01/04/2016 05:34 pm ET Updated Jan 04, 2017
Close-up of man removing wedding ring from finger
Close-up of man removing wedding ring from finger

I never expected to fall in love with her husband.

It's late at night and I spent the majority of my day traveling from New Jersey to Las Vegas. It was my first time visiting Vegas and I was about to take part in an intensive five-day leadership retreat that would change my life. That same night I met Tim. I looked a hot mess--sweaty, messy hair, and in desperate need of sleep. Despite all of that, when he and I shook hands, it was the beginning of our forbidden love.

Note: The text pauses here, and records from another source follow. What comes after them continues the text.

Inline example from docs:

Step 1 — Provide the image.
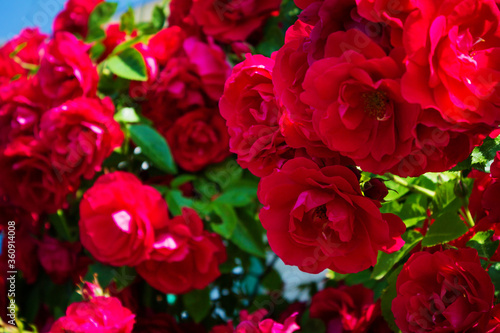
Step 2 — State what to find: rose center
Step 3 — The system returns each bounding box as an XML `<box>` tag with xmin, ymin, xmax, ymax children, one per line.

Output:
<box><xmin>361</xmin><ymin>90</ymin><xmax>389</xmax><ymax>120</ymax></box>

The night we had our first kiss, we stood under the stars and my right leg bent and the spark felt more like fireworks. He and I went back and forth about why we shouldn't kiss. But gravity kept pulling us closer to one another until our lips met. He ran like a middle schooler who had just kissed his crush. We both laughed. Soon the laughter turned into deep breaths and moans.

I have to point out that for years I told my friends that they deserve to be with a man who would make them a priority. That they were worthy of being more than someone else's secret lover. Then I found myself falling in love with a married man. I know what you are thinking, "what a hypocrite!" That's why I am writing this piece, in order to shed light on something that has been considered taboo but so often the case in our society--being the other person is more complicated, nuanced, and less fabulous than Olivia Pope or Mary Jane make it seem.

The affair did not start the night we met. In fact, it would take days of talking about our lives and experiences before either one of us would admit to an attraction. It wasn't just that Tim was married. Tim was also a trans guy who never imagined falling in love with a cisgender gay Latino. There's also a ten-year difference between us and 3,000 miles separating him and me.

For the next few months we would speak daily. Exchanging text messages for hours. The three-hour time difference made it harder but he and I were committed to whatever it was that we had with each other. My close friends told me to cut him loose. I tried several times to break it off with him but my heart and mind were at odds. Logically I could justify ending it with Tim. Emotionally I was invested in him, in someone else's husband.

The next time Tim and I would see one another face-to-face would be in Los Angeles. I was there for a work event and he decided to take a road trip to see me. My friend told me, "it would start with concessions and end with heartbreak." But the time Tim and I spent together were some of my happiest moments of 2015. He introduced me to Jack in the Box, a burger joint--I became obsessed. Tim couldn't believe that we didn't have Jack in the Box on the east coast. I tried to introduce him to Indian cuisine but he wasn't a fan. We walked the streets of LA holding hands and the entire time I felt safe, excited, and cared for. He made me feel comfortable in a way that no other man had been able to. I could be physically and emotionally naked with him and he would still look at me with those eyes that made me know he thought I was hella special.

As much as he made me feel special, as much as we made each other laugh, the harsh reality was that Tim was torn between two people he loved. He loved his wife, the person who stood by his side during his transition and never stopped supporting him. Tim also loved me, the person he said helped him discover more about himself.

It was after our time in LA that I realized that our love wasn't enough to make whatever we had work. We would talk about the future but deep down I knew he wasn't ready to leave his wife. I also no longer wanted to be his version of Olivia Pope.

Loving a married man taught me that love is as fluid as our sexuality and gender. We can't control who ignites the spark in us but we can set the standard for how we should be loved. Regardless of our marital status, love is complicated. When he told his wife that he was in love with me, I told him to try to make his marriage work.

I was done conceding--my integrity, heart, and spirit demanded that I get back to loving myself. So I stood up from the table and walked away because Tim became complacent with serving me love on a platter of fantasy. He was not willing to face the fact that he would have to make a choice between his wife and me. I was no longer willing to ignore the fact that I was loving a married man.

I came to learn that I was worthy of someone choosing me, even if Tim couldn't.